The reason I am asking of course is if the Doctor says ok to 24 x Harvoni on the condition I also use RBV will the effects be as extreme as the 11 weeks was? Is he justified in the addition of RBV based on my taking Omeprozol? If so where is the data for that?
I also have added two slides.
The first is Table 4 of the Harvoni dosing guidelines. That Omeprozol can be used is clear but it is also clear it can have an effect on the concentration of Ledipasvir. What I do not see is the data that shows the level of effect.

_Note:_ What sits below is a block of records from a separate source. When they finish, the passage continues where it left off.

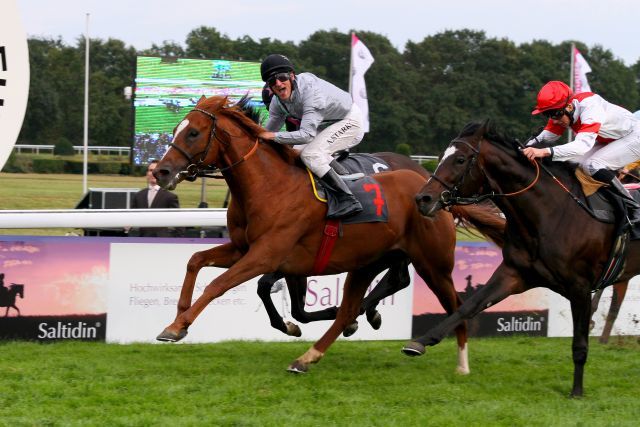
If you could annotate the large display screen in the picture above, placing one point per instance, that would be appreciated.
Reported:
(167, 88)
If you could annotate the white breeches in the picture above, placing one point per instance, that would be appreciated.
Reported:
(614, 155)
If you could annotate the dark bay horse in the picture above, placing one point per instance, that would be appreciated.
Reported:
(8, 297)
(550, 240)
(396, 279)
(275, 224)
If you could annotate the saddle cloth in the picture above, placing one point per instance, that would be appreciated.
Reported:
(366, 189)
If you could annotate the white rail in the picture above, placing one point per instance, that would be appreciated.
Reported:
(116, 218)
(98, 149)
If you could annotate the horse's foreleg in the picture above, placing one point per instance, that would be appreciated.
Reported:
(254, 263)
(354, 289)
(504, 282)
(619, 292)
(396, 279)
(298, 293)
(265, 283)
(581, 314)
(221, 256)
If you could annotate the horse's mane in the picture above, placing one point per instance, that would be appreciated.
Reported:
(511, 145)
(247, 116)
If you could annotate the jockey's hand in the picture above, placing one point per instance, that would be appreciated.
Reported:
(268, 136)
(533, 153)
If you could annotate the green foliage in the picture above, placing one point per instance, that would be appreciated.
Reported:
(513, 382)
(63, 147)
(421, 96)
(404, 149)
(48, 165)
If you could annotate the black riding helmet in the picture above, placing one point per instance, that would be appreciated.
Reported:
(273, 64)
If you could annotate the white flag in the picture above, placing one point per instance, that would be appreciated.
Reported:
(580, 70)
(361, 60)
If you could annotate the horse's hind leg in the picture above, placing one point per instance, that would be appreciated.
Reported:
(504, 282)
(265, 283)
(222, 256)
(580, 312)
(440, 282)
(619, 292)
(354, 289)
(396, 279)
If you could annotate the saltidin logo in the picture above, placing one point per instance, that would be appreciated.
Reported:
(68, 330)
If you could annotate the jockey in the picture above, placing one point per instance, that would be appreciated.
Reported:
(3, 289)
(607, 136)
(329, 122)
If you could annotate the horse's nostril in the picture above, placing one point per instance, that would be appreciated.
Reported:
(423, 198)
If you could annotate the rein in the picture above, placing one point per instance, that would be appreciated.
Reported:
(199, 168)
(450, 197)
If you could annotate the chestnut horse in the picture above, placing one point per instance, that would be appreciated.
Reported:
(396, 279)
(550, 239)
(275, 224)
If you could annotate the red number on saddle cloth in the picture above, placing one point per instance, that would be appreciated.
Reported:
(378, 200)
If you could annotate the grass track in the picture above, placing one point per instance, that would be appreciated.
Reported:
(514, 382)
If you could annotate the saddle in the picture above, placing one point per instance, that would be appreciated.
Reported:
(366, 189)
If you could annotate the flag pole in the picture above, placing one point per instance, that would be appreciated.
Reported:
(85, 160)
(351, 63)
(572, 81)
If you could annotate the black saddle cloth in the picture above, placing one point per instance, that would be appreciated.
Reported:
(366, 189)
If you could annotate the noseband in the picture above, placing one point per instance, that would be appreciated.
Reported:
(199, 168)
(450, 196)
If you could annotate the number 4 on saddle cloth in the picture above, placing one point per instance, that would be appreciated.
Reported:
(367, 190)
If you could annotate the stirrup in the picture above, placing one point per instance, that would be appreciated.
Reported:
(352, 176)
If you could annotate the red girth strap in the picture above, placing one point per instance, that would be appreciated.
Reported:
(329, 237)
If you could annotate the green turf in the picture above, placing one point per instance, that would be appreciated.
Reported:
(64, 191)
(514, 382)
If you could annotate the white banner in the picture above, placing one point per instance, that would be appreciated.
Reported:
(361, 60)
(14, 77)
(144, 287)
(580, 70)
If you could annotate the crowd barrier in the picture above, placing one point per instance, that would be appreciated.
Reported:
(125, 290)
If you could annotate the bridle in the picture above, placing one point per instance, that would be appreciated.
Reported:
(450, 197)
(199, 168)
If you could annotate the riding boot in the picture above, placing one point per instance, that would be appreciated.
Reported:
(344, 172)
(616, 187)
(347, 202)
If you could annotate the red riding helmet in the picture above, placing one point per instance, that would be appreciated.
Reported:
(552, 96)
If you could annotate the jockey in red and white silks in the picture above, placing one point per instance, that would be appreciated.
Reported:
(607, 136)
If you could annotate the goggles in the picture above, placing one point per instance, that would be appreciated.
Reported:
(281, 77)
(554, 114)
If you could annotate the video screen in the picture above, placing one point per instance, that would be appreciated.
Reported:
(166, 89)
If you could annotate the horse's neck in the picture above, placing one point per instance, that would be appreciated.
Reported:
(534, 209)
(266, 173)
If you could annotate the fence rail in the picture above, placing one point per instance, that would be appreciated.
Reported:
(79, 149)
(105, 149)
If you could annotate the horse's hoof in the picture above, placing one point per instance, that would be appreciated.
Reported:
(293, 330)
(413, 348)
(298, 367)
(168, 336)
(350, 330)
(375, 320)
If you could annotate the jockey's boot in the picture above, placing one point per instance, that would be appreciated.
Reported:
(616, 187)
(344, 172)
(347, 202)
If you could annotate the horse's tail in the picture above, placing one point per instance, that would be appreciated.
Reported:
(485, 218)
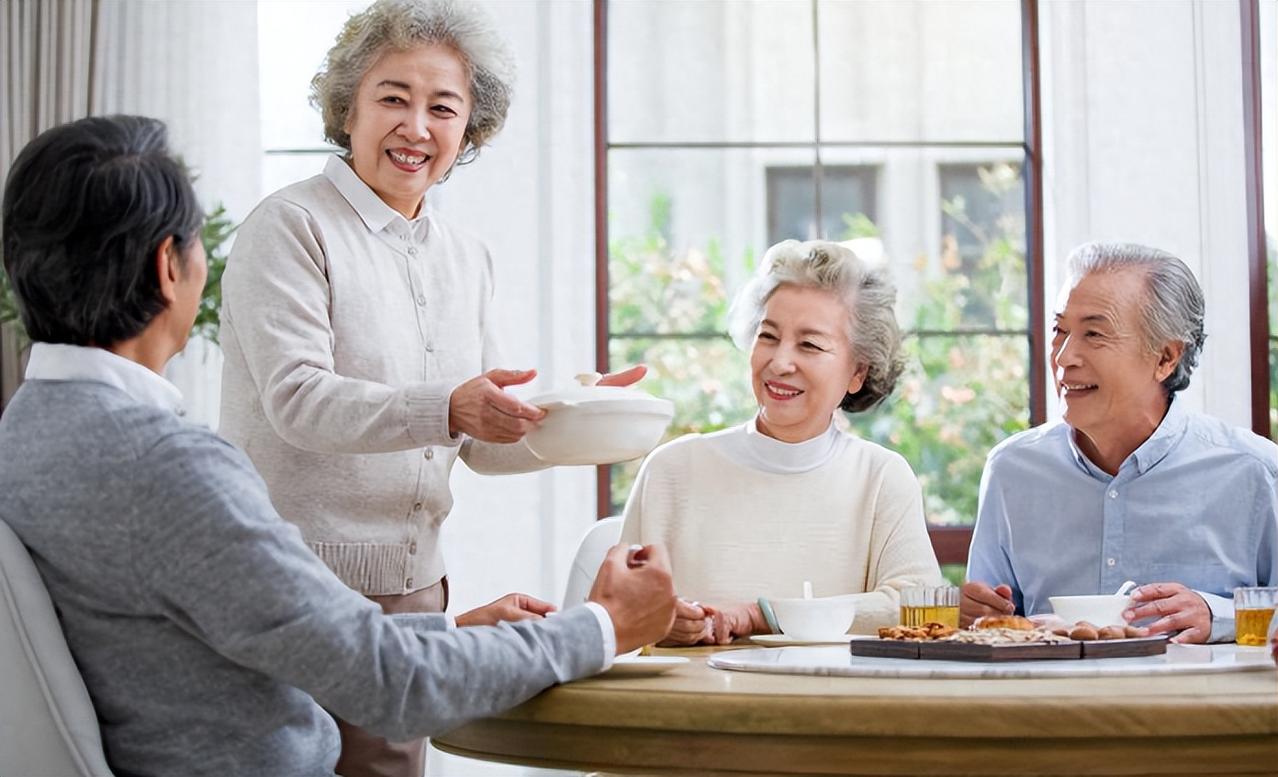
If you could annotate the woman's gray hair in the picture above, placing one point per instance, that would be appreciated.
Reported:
(401, 24)
(1173, 308)
(867, 293)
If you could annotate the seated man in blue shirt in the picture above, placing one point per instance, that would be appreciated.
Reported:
(211, 639)
(1131, 484)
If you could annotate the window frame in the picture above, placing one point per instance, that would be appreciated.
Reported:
(1258, 274)
(948, 542)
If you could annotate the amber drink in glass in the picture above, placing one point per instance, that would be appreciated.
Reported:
(929, 605)
(1253, 610)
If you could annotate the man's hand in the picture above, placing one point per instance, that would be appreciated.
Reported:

The second slide is the ION II Study table in cases like mine where treatment has failed. 12 weeks if non cirrhotic produced 95% SVR and 24 weeks produced 99% including 22 out of 22 cirrhotics at 100%. n=109 in each study so not small and specific to repeat offenders.
It is also noted that RBV regarding both of these arms was NOT USED and in fact stated that RBV was NOT shown to increase response.
Because the 12 weeks is what is recommended in my case, I would assume that any concerns regarding Omeprozol should be swallowed up in the 24 week course without RBV.
I know there is a lot of support here for RBV and I am not saying the stuff does no good. But in my case it is a bit on the extreme side unless that was simply part of the Breakthrough response to it., and hence my question.